3. Software and Cable Installation

After the adapters are installed, the software has to be installed next. On the nodes, the hardware driver and additional kernel modules, user space libraries and the node manager have to be installed. On the frontend, the network manager and the cluster administration tool will be installed.

3.1. Running the Dolphin Installer

The software installation on windows is plug and play with the windows installer package (*.msi). The windows installer is executed on all nodes in the system, either in paralell or one by one. The same installer image is used for all the Dolphin software componentents.

Start the software installation by double-clicking the installer image.

Figure 4.1. Windows Installer: Icon

Windows Installer: Icon


You will be met by a welcome message.

Figure 4.2. Windows Installer: Welcome Message

Windows Installer: Welcome Message


Click Next to select which components to install.

Figure 4.3. Windows Installer: Setup Type

Windows Installer: Setup Type


Choose your setup type.

  • Graphical installation can be used to.

    • Generate configuration files on a machine away from the running cluster.

    • Monitoring the Dolphin Admin GUI on a loosely connected machine.

  • Management selection installs the centrialized management tools.
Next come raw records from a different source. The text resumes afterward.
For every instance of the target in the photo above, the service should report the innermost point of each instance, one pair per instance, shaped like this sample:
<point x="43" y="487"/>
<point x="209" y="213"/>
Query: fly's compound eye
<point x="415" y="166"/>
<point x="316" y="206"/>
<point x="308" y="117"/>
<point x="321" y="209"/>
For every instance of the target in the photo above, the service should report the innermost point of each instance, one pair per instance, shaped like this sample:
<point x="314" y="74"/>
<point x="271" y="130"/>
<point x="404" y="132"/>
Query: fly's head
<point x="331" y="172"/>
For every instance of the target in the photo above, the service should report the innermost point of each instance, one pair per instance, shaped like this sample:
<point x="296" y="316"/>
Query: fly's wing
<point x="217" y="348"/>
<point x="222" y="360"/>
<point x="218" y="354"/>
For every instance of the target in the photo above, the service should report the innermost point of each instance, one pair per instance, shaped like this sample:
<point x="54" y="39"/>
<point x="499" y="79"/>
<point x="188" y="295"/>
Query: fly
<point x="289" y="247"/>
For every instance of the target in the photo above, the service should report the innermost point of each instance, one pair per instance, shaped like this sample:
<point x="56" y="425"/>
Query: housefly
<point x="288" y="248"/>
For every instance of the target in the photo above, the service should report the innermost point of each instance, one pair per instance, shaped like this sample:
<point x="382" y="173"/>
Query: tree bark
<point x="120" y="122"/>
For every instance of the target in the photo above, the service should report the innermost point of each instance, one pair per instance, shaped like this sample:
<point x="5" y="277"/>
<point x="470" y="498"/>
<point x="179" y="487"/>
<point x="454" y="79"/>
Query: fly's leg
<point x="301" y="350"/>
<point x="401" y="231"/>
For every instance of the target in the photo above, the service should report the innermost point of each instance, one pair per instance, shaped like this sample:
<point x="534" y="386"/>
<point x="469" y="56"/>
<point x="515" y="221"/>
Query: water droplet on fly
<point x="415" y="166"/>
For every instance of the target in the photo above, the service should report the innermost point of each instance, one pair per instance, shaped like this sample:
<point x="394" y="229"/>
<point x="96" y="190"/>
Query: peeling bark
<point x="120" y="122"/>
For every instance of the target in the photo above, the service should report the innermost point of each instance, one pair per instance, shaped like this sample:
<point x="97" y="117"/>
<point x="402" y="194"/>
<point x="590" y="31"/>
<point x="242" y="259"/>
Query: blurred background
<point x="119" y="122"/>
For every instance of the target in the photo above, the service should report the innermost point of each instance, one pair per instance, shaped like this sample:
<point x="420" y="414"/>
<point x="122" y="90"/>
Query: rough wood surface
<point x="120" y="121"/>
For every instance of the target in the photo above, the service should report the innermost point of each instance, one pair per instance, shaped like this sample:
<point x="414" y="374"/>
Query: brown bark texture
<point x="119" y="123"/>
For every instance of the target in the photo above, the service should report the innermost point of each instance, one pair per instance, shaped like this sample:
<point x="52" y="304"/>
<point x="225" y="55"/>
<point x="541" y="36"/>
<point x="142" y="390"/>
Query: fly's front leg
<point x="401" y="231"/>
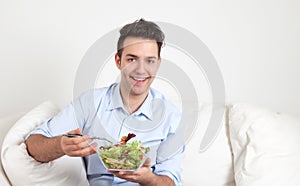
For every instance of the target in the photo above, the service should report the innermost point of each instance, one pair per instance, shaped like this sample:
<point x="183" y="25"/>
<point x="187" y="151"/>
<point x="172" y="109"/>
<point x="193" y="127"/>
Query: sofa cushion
<point x="22" y="169"/>
<point x="266" y="146"/>
<point x="213" y="166"/>
<point x="5" y="124"/>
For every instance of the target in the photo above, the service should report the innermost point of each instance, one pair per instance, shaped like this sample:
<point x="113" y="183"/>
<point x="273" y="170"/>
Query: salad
<point x="125" y="156"/>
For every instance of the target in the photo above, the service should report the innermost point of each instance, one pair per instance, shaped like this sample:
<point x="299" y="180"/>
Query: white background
<point x="256" y="44"/>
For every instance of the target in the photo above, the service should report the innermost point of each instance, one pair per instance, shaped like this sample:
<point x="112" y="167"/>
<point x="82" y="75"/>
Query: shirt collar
<point x="116" y="102"/>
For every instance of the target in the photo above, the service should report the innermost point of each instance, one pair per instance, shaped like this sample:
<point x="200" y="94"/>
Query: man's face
<point x="138" y="64"/>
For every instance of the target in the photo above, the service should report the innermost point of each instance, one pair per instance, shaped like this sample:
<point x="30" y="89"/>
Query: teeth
<point x="139" y="79"/>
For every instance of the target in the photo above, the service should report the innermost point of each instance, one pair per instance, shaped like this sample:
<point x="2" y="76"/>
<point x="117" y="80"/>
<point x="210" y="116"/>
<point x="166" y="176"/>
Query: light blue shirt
<point x="100" y="112"/>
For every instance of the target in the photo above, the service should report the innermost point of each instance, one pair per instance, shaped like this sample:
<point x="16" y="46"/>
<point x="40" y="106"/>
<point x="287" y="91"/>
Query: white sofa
<point x="255" y="146"/>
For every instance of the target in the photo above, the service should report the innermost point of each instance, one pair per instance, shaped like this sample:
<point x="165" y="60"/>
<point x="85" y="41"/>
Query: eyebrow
<point x="135" y="56"/>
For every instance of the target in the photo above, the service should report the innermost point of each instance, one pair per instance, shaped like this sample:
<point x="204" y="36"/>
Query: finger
<point x="76" y="131"/>
<point x="147" y="163"/>
<point x="88" y="150"/>
<point x="77" y="140"/>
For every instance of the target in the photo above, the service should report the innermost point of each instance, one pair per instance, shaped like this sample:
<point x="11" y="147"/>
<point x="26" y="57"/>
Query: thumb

You may run the centralzied management daemon, Dolphin Network Manager on one of the nodes in the cluster, or on a seperate node that does not require Dolphin hardware.

  • Compute node installs drivers, the node manager daemon and other software that runs on the Dolphin Adapters.

  • Custom installation is typically used if you want to install more than one Dolphin Software module, e.g both Compute and Management on a single node, if you want to de-select some components, or have other special requirements.

Figure 4.4. Windows Installer: Custom Setup

Windows Installer: Custom Setup


Select the features that match your installation an click next.

Figure 4.5. Windows Installer: Installing Software

Windows Installer: Installing Software


Since installing new hardware automatically generetes some pop-ups that we do not need in the Dolphin installtion you are kindly asked to Cancel these.

Figure 4.6. Windows Installer: Cancel Wizard

Windows Installer: Cancel Wizard


We ask you to trust our software even if we are part of the Windows logo program. Select Continue Anyway.

Figure 4.7. Windows Installer: Continue Anyway

Windows Installer: Continue Anyway


If your machine has a firewall installed, then you need to open up connections between the modules in the Dolphin Admin (node manager, network manager and admin).

Figure 4.8. Windows Installer: Configure Firewall

Windows Installer: Configure Firewall


Click Next to complete the installation.

Figure 4.9. Windows Installer: Completed

Windows Installer: Completed


Figure 4.10. Windows Installer: Network Connection

Windows Installer: Network Connection


If the installation was successful the Dolphin Adapters will appear in Control Panel -> Administrative Tools -> Device Manager.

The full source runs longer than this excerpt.